- Your friends will change a lot over the next four years. Let them.
- If you don’t already have a refillable water bottle, get one. Water fountains are few and far between in college.
- Adjust your schedule around when you are most productive and creative. If you're nocturnal and do your best work late at night, embrace that. It may be the only time in your life when you can.
- If you write your best papers the night before they are due, don't let people tell you that you "should be more organized" or that you "should plan better." Different things work for different people.
- Become friends with your favorite professors. Recognize that they can learn from you too - in fact, that's part of the reason they chose to be professors.
- Embrace the differences between you and your classmates. Always be asking yourself, "what can I learn from this person?" More of your education will come from this than from any classroom.
- All-nighters are entirely overrated.
- Backup your files. There is nothing quite like deleting an entire semester’s worth of material before an important test or presentation.
- Take risks.
- Welcome failure into your lives. It's how we grow. What matters is not that you failed, but that you recovered.
- Take some classes that have nothing to do with your major(s), purely for the fun of it.
- Find a place where you feel inspired and motivated and go there often.
- When you're living on a college campus with 400 things going on every second of every day, watching TV is pretty much a waste of your time and a waste of your parents' money. If you're going to watch, watch with friends so at least you can call it a "valuable social experience."
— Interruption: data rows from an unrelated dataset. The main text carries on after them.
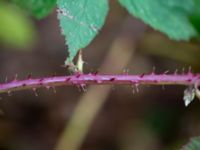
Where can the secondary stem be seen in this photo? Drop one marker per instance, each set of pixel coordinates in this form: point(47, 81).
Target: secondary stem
point(85, 79)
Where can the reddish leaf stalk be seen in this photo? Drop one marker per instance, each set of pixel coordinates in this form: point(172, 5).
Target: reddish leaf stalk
point(86, 79)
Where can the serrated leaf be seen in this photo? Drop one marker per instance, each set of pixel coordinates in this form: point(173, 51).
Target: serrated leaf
point(15, 28)
point(189, 95)
point(168, 16)
point(80, 22)
point(194, 144)
point(37, 8)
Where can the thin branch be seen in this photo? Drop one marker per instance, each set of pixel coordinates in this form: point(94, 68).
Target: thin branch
point(85, 79)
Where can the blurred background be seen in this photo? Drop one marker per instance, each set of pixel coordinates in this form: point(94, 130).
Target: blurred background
point(99, 117)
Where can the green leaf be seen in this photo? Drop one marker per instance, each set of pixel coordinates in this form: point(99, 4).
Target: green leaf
point(37, 8)
point(168, 16)
point(195, 17)
point(80, 21)
point(15, 29)
point(194, 144)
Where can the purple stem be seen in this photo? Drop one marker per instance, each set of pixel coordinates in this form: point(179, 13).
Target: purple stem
point(85, 79)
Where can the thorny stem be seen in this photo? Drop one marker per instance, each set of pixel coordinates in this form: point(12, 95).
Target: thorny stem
point(86, 79)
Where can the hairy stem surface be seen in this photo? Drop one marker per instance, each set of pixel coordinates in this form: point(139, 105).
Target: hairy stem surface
point(86, 79)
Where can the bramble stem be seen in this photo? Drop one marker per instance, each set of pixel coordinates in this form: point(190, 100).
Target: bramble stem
point(86, 79)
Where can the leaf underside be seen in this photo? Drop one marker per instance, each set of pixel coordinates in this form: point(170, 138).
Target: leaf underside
point(37, 8)
point(80, 22)
point(168, 16)
point(16, 30)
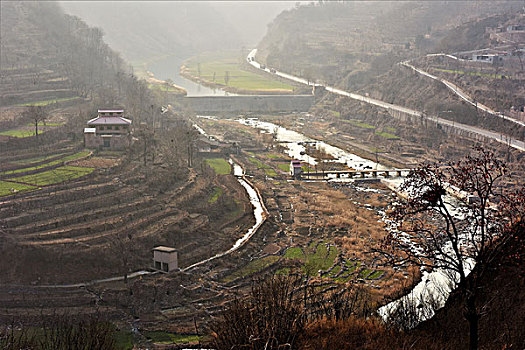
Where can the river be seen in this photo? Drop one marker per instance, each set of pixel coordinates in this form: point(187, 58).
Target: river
point(169, 68)
point(435, 286)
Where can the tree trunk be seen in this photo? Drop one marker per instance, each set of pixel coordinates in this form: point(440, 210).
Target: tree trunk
point(472, 318)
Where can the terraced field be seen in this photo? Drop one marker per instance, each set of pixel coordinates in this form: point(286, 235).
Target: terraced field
point(315, 260)
point(41, 171)
point(86, 222)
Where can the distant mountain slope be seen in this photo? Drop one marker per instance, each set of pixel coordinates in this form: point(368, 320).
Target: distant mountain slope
point(347, 43)
point(142, 29)
point(47, 55)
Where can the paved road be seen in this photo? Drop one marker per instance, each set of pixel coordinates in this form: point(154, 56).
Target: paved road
point(461, 93)
point(519, 145)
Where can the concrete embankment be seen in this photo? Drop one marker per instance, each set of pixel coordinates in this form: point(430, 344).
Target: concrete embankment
point(251, 103)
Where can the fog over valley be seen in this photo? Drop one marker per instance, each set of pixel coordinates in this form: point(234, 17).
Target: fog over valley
point(262, 175)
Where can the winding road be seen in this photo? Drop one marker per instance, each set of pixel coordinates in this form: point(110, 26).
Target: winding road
point(517, 144)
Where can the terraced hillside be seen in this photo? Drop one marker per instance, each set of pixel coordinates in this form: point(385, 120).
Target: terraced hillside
point(49, 57)
point(83, 217)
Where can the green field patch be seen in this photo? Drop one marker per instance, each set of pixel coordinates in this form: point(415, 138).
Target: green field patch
point(36, 159)
point(8, 188)
point(45, 124)
point(274, 156)
point(47, 102)
point(219, 165)
point(257, 162)
point(18, 133)
point(375, 275)
point(163, 88)
point(364, 273)
point(284, 167)
point(69, 158)
point(212, 67)
point(335, 113)
point(217, 192)
point(160, 337)
point(487, 75)
point(54, 176)
point(360, 124)
point(387, 135)
point(270, 172)
point(323, 258)
point(335, 270)
point(252, 267)
point(285, 271)
point(294, 253)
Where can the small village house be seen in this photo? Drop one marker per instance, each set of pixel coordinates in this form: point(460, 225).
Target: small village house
point(109, 130)
point(165, 259)
point(295, 168)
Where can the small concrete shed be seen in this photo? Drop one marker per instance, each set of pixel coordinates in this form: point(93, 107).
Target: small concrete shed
point(165, 259)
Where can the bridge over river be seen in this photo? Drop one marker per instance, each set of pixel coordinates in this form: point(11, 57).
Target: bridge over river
point(362, 174)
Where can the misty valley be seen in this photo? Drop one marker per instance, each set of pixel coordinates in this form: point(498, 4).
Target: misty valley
point(262, 175)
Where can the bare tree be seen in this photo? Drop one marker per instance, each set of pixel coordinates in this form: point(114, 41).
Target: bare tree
point(36, 115)
point(435, 234)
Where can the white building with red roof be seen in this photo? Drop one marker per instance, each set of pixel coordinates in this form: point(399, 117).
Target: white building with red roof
point(109, 130)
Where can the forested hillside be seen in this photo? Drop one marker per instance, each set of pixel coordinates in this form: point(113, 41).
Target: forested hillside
point(145, 30)
point(348, 43)
point(56, 57)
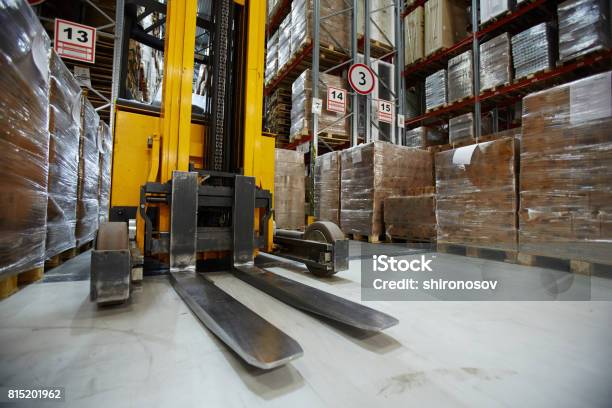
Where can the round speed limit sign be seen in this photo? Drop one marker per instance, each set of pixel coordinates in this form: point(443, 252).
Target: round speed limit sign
point(361, 78)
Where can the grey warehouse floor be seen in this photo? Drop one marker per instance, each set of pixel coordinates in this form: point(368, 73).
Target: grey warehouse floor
point(154, 352)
- No matter what your political or religious beliefs, be open-minded. You're going to be challenged over the next four years in ways you can't imagine, across all fronts. You can't learn if you're closed off.
- Don't always lead. It's good to follow sometimes.
- Take a lot of pictures.
- Your health and safety are more important than anything.
- Ask for help. Often.
- Half of you will be in the bottom half of your class at any given moment. Way more than half of you will be in the bottom half of your class at some point in the next four years. Get used to it.
- In the long run, where you go to college doesn't matter as much as what you do with the opportunities you're given there.
- Make a complete fool of yourself at least once, preferably more. It builds character.
- Wash your sheets more than once a year. Trust me on this one.
- Make a point to shower regularly.
- Don't be afraid of the weird pizza topping combinations that your new friend from across the country loves. Some of the truly awful ones actually taste pretty good. Expand your horizons.
- Explore the campus thoroughly. Don't get caught.
- Life is too short to stick with a course of study that you're no longer excited about. Switch, even if it complicates things.
- Tattoos are permanent. Be very certain.
- I guarantee that at least someone in your class has the same water bottle or writing utensils as you, make yours easily identifiable with a sticker of a dinosaur or something.
- Learn the textbook hustle. Don’t automatically buy books from the bookstore, there most likely is a cheaper version on Amazon.
- Be careful about letting people borrow stuff, it’ll probably come back broken or stained.